With the American offensive in the Pacific then entering its climactic phase, Grady departed 26 December 1944 for Eniwetok and Ulithi, arriving the latter base 10 January 1945. For the next month the ship acted as escort to a vital tanker group engaged in refueling units of the U.S. 3rd Fleet at sea, units then engaged in air strikes against Formosa and the Chinese mainland. She then proceeded off Iwo Jima 10 February to screen escort carriers during the pre-invasion bombardment. During the assault 19 February Grady patrolled in an antisubmarine screen, and departed the area 2 March en route to Saipan.

Arriving at Saipan 5 March, Grady refueled and departed the next day for Espiritu Santo. Upon her arrival 19 March, the ship joined in preparations for the upcoming Okinawa invasion, last giant step on the long sea road to Japan. She got underway in convoy 25 March, and after stopping at Ulithi arrived off the invasion beaches 9 April. As the bloody fighting raged ashore, Grady and the other ships engaged in equally fierce radar and antisubmarine picket duty were savagely attacked by Japanese suicide planes. Grady and Metcalf downed one of the kamikazes 16 April while at station D-37 off Okinawa. The escort vessel escorted five fast transports to Saipan 5 – 16 May, and then returned to the picket stations off Okinawa, occasionally helping to provide antiaircraft fire in the huge transport anchorages.

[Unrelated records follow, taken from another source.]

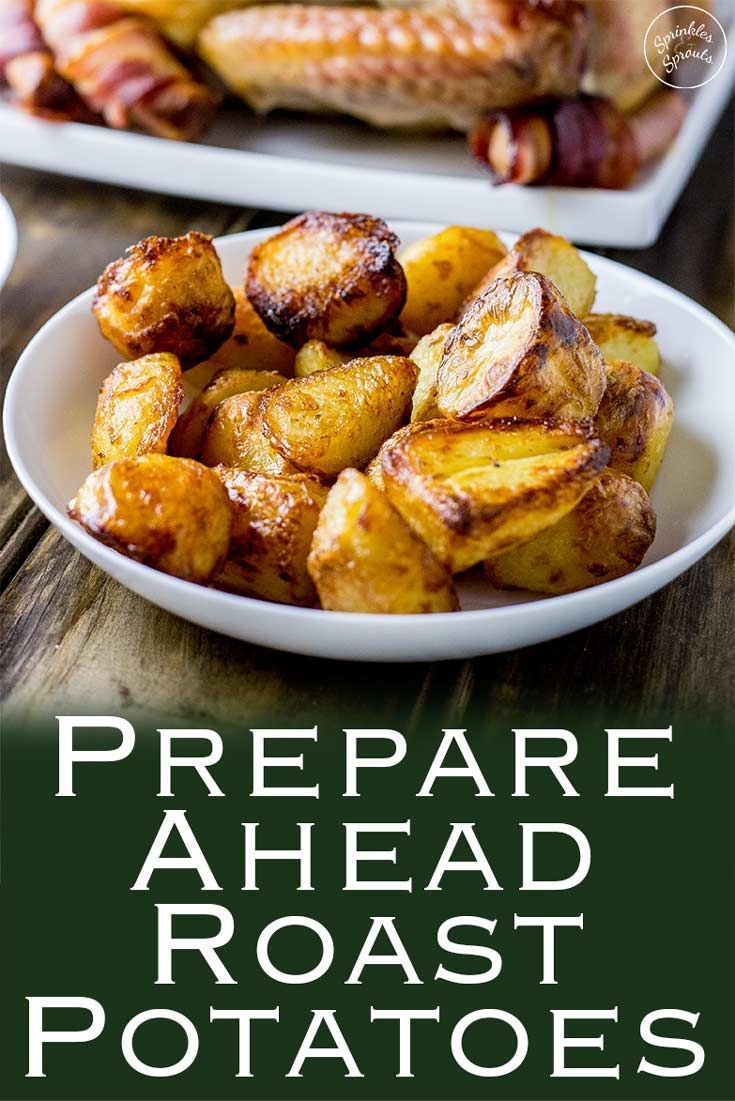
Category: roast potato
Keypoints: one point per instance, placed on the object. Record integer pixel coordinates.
(629, 338)
(273, 521)
(442, 270)
(327, 276)
(168, 513)
(315, 356)
(471, 490)
(234, 437)
(364, 557)
(554, 257)
(339, 417)
(136, 409)
(252, 347)
(519, 351)
(188, 434)
(635, 421)
(166, 294)
(605, 536)
(427, 356)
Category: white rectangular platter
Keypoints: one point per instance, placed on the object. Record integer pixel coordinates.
(289, 162)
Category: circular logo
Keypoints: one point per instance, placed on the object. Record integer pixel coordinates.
(686, 46)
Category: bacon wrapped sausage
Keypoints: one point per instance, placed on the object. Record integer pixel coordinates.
(581, 142)
(122, 68)
(19, 32)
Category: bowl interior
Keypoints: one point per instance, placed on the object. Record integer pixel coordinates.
(53, 402)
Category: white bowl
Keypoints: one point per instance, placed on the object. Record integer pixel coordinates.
(51, 403)
(8, 239)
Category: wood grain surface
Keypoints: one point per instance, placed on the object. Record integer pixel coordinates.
(74, 638)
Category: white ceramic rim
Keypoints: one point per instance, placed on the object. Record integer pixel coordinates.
(8, 239)
(635, 586)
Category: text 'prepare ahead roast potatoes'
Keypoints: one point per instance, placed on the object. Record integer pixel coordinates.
(327, 276)
(166, 294)
(604, 536)
(273, 521)
(136, 409)
(518, 350)
(339, 417)
(169, 513)
(365, 558)
(475, 489)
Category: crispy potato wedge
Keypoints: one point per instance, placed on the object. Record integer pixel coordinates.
(442, 270)
(327, 276)
(252, 347)
(427, 356)
(374, 468)
(554, 257)
(471, 490)
(273, 521)
(519, 351)
(168, 513)
(629, 338)
(136, 409)
(166, 294)
(234, 437)
(635, 421)
(605, 536)
(395, 341)
(339, 417)
(188, 435)
(365, 558)
(315, 356)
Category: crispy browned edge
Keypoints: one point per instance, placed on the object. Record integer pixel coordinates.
(458, 511)
(145, 252)
(288, 316)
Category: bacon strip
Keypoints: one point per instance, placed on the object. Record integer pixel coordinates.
(581, 142)
(123, 69)
(19, 32)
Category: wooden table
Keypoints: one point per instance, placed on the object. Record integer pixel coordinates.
(74, 636)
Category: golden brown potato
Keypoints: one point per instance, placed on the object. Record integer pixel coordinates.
(629, 338)
(234, 437)
(364, 557)
(251, 347)
(374, 468)
(554, 257)
(605, 536)
(168, 513)
(315, 356)
(339, 417)
(273, 521)
(519, 351)
(395, 341)
(166, 294)
(136, 409)
(635, 421)
(442, 270)
(187, 436)
(327, 276)
(427, 356)
(471, 490)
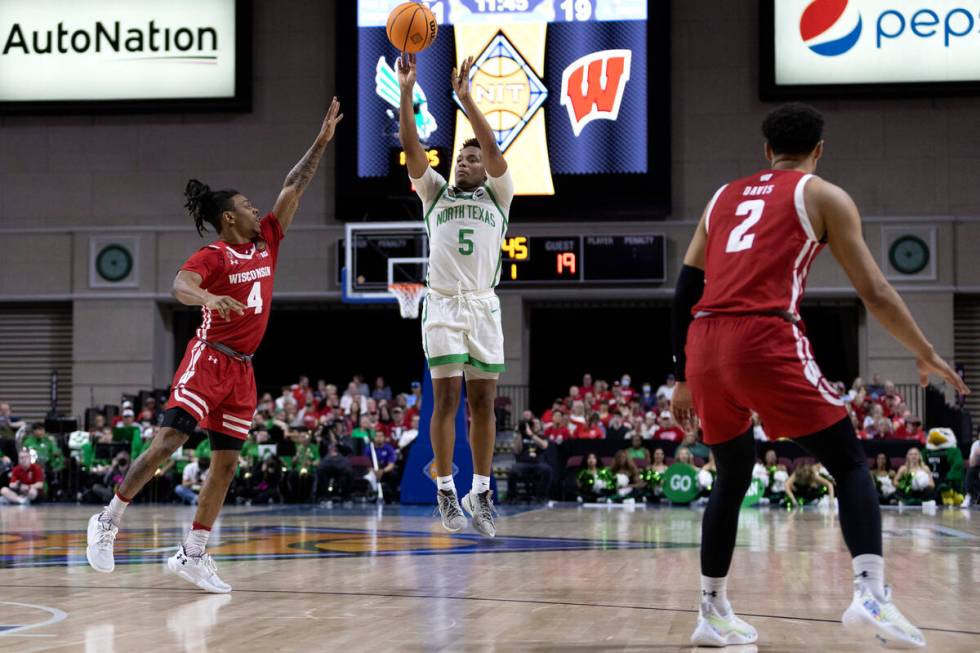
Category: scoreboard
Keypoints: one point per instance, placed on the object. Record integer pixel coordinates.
(561, 260)
(576, 91)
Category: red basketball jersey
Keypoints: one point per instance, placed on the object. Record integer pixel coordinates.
(245, 273)
(760, 245)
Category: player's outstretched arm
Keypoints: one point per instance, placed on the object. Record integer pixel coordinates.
(493, 159)
(843, 225)
(415, 158)
(187, 290)
(301, 174)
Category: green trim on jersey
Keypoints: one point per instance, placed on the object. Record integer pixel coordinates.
(486, 367)
(449, 359)
(466, 359)
(436, 201)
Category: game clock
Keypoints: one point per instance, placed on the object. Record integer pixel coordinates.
(576, 92)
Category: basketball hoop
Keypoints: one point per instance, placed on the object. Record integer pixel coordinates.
(409, 297)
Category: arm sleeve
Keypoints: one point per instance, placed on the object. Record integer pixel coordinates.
(690, 287)
(428, 186)
(502, 188)
(207, 262)
(271, 231)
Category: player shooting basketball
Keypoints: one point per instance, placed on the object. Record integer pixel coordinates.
(461, 328)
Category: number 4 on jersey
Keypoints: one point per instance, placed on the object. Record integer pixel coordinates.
(255, 297)
(740, 240)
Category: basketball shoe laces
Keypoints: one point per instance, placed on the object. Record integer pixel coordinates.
(448, 505)
(106, 537)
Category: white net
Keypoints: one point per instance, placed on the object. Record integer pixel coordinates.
(409, 297)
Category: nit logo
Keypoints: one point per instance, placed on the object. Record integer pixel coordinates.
(592, 87)
(506, 89)
(830, 27)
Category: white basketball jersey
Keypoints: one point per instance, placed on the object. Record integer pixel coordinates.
(466, 231)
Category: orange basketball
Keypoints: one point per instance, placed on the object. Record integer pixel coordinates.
(412, 27)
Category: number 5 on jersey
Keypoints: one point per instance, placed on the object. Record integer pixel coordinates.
(255, 297)
(740, 240)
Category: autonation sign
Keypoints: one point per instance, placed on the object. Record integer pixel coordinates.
(876, 41)
(105, 50)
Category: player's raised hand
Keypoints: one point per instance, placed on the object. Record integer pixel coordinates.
(224, 305)
(405, 67)
(461, 79)
(933, 363)
(682, 404)
(331, 121)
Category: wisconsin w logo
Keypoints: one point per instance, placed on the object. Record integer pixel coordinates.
(592, 87)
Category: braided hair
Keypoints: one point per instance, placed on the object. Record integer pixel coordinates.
(206, 205)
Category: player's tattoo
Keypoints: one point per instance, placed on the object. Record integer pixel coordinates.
(303, 171)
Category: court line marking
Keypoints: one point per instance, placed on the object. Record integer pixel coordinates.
(472, 598)
(56, 616)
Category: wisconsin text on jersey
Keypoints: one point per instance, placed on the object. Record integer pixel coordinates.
(250, 275)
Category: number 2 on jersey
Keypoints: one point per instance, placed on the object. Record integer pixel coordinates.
(255, 297)
(740, 240)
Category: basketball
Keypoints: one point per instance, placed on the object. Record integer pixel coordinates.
(412, 27)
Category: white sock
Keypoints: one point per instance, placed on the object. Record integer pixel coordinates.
(116, 508)
(446, 483)
(481, 484)
(714, 591)
(195, 541)
(870, 569)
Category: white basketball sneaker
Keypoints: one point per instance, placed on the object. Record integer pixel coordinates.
(480, 506)
(198, 570)
(882, 619)
(715, 629)
(101, 537)
(453, 519)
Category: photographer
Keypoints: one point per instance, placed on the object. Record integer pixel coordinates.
(26, 481)
(531, 465)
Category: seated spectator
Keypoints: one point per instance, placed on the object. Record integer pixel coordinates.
(884, 478)
(684, 455)
(667, 389)
(530, 466)
(914, 480)
(407, 436)
(617, 429)
(805, 485)
(363, 434)
(48, 452)
(592, 480)
(697, 448)
(758, 431)
(557, 432)
(334, 474)
(385, 473)
(910, 429)
(668, 430)
(195, 473)
(637, 452)
(593, 430)
(578, 420)
(381, 390)
(649, 427)
(971, 480)
(647, 398)
(26, 481)
(628, 484)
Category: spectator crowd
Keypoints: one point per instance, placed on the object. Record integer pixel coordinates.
(315, 442)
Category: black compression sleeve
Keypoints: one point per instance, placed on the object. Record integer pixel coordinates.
(690, 287)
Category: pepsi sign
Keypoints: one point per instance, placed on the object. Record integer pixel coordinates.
(925, 45)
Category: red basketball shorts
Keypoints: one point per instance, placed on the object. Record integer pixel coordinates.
(739, 364)
(216, 389)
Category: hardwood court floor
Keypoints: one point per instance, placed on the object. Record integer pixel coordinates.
(558, 579)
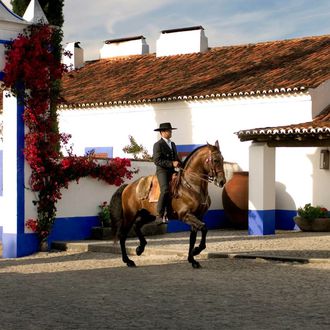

Grady continued this arduous duty until 28 June, when she sailed for Leyte Gulf. Arriving 1 July in the Philippines, she was assigned as offshore patrol vessel and remained in the islands until 5 November 1945, twice making convoy voyages to Okinawa.

Grady began the long voyage home 5 November 2 months after the surrender of Japan. Cruising via Manila Bay and Pearl Harbor, she arrived at San Pedro, Los Angeles, 26 November. Scheduled for deactivation, the ship was towed to San Diego, California, and decommissioned 2 July 1946.

=== Postwar career ===
Placed in the San Diego Group, Pacific Reserve Fleet, Grady remained inactive until 27 April 1947, when she was placed in an "In Service in Reserve" status. For the next 3 years the ship served as a Naval Reserve Training vessel under the 13th Naval District. Based at Bellingham, Washington, she cruised for 2 or 3-week periods training reservists. Grady was placed in an "In Commission In Reserve" status 1 August 1950, and recommissioned in the active fleet 21 November 1950. The ship was placed under the 12th Naval District at San Francisco, California, continuing her important role as training ship for reserve officers and men, and as school ship for Fleet Sonar School, San Diego, California. Grady decommissioned a second time 18 December 1957 and was placed in reserve at Stockton, California. She was finally sold for scrapping in June 1969.

== Military awards ==

Grady received three battle stars for World War II Service.